New experiences ? For many children, on the spectrum, almost anything out of the regular routine can be a challenge. A vacation, almost by definition, is a change of routine. That said we live in a constantly changing world and cannot possibly isolate our children from all of the changes.

In our daily lives, we try to keep regular, and comforting, routines in place so that we can help our children cope with changes that are unavoidable. When taking a vacation, you need to use that same strategy. How ?

Very often, social stories help. Depending upon who is preparing the story, you may be able to have it point to things that will be just like their regular routine alongside showing what is going to be different and how to react to those differences. Do you use social stories for other things with your child ? Who generates them ? Can they do it for this purpose ?

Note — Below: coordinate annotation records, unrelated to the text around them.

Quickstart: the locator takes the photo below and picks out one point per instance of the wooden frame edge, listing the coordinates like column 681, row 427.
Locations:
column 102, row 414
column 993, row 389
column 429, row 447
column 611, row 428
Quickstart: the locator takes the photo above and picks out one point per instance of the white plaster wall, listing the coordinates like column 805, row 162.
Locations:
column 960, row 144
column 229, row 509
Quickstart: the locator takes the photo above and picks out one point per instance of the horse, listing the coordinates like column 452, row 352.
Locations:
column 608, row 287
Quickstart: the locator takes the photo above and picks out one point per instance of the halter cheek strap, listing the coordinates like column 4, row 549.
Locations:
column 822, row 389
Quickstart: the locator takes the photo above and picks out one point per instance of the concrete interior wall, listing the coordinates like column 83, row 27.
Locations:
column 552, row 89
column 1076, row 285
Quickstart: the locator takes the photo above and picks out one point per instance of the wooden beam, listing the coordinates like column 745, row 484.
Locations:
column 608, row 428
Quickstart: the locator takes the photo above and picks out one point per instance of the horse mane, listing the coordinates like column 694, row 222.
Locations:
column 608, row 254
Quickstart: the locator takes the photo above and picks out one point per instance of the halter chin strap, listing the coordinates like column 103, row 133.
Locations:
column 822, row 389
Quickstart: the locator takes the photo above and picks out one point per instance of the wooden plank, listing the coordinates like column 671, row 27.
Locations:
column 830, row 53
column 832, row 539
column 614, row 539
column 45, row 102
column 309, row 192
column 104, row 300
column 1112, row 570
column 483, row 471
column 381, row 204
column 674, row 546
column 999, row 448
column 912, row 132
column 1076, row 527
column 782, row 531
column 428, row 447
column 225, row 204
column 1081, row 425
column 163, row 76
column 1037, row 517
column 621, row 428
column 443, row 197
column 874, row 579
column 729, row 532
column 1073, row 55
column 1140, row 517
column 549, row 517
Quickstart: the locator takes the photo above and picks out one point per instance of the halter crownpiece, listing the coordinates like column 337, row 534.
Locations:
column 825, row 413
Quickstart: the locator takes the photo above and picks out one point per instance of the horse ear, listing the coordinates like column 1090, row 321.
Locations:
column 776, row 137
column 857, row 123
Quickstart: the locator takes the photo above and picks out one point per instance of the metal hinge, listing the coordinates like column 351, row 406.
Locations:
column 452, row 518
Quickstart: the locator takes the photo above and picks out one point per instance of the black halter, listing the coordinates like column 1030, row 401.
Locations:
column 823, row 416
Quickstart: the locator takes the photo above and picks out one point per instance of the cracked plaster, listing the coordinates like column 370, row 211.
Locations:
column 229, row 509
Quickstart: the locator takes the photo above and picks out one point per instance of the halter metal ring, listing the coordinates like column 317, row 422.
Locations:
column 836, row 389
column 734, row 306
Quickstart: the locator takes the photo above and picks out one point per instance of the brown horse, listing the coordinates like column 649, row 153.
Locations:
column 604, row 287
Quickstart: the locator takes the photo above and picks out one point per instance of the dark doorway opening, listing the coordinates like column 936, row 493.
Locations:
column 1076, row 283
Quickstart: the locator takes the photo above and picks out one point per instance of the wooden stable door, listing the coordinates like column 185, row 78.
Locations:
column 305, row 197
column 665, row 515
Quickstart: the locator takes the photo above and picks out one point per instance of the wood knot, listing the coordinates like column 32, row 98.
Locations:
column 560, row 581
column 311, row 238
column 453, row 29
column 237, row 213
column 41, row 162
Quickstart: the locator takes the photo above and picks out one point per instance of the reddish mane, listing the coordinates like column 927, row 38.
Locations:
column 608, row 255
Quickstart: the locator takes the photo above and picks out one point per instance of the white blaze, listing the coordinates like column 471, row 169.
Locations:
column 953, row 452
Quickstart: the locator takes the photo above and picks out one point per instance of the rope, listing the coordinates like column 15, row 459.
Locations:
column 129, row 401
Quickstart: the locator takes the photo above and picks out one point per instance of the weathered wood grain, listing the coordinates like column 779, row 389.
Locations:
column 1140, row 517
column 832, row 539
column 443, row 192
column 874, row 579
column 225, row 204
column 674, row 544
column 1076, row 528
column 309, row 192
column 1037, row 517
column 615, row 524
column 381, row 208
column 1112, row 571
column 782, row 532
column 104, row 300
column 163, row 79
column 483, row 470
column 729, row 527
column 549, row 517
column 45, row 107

Going to the airport, and getting through it, are definitely not routine. We’ve previously written about Airport Practice Boarding Programs and will update that information soon. When we do that, we’ll also tackle what to do if there are no programs near to you.

Whether you drive to your vacation destination or fly, it will take some time. There are some things that you can do in order to keep things “familiar” during that time. Start with your iPad (or similar) device. Lots of kids have these and make great use of them. These are familiar to your child from home and they are portable ! If your child uses one, it is an essential for your vacation. Of course, you need a non-electronic equivalent for when the device is recharging or for take-off and landing on the aircraft when use of electronic devices isn’t allowed. The same principle applies. Look for the more portable items among the things that your child enjoys and take some with you.

If your vacation involves renting a car, you can try to rent something that is similar to your car at home. If you drive a compact, rent a compact. If you drive a min-van, rent a mini-van. You probably won’t be able to get the exact same make and model at you drive at home. Just make it as familiar as possible.  In many locations Alamo/National rents you a car in the desired class and then tells you to pick out any car that you want in the row for that class. This may help you to find something that is “right color” as well as “right size”.

Staying at a hotel can hardly be described as routine either. If you think that this may be a struggle for your child, you can always “practice” with an overnight stay at a hotel that is local to you. This can be taken a stage further when you plan to stay with one of the bigger national, or international, brands. Even though they vary somewhat from property to property, most of them try to build and furnish to a common standard. They’re trying to establish a uniform standard for their whole brand. You get to use that uniformity to help your child make the hotel room a little bit closer to routine.

Some kids on the spectrum aren’t such good sleepers. If this is the case, you might try bringing a pillow and pillow case from home. It may even pay to bring sheets from home. You can either pack them, if you have room, or ship them ahead to your hotel and ask them to hold the package for your arrival. You might also bring along a couple of other portable items from your child’s bedroom. Do they have a night-light ? That should be easy to bring along. Take a look at other items, toys in particular, that may help.

Here’s a thought that catches quite a few people by surprise. What about change of season ? If, just for example, you leave North Dakota in February for a vacation in the Caribbean, you won’t be putting your child in winter coats and snow boots ! If you’re going to have a change of season like this, it may just help to crank up the heating up home a couple of times and re-familiarize your child with summer clothing.

There are dozens more little things that you can do. Which of them you actually need to do will depend entirely on your unique child. Nobody knows your child better than you.  Think ahead. Think portable.

Once you’ve done whatever needs to be done to make things a little more familiar, you’ll be ready for two things. Firstly, you’ll be better placed to deal with unfamiliar things that come up and that you hadn’t anticipated. Secondly, you’ll be in a better position to deliberately try some new things that your child might enjoy and will surprise you by doing so.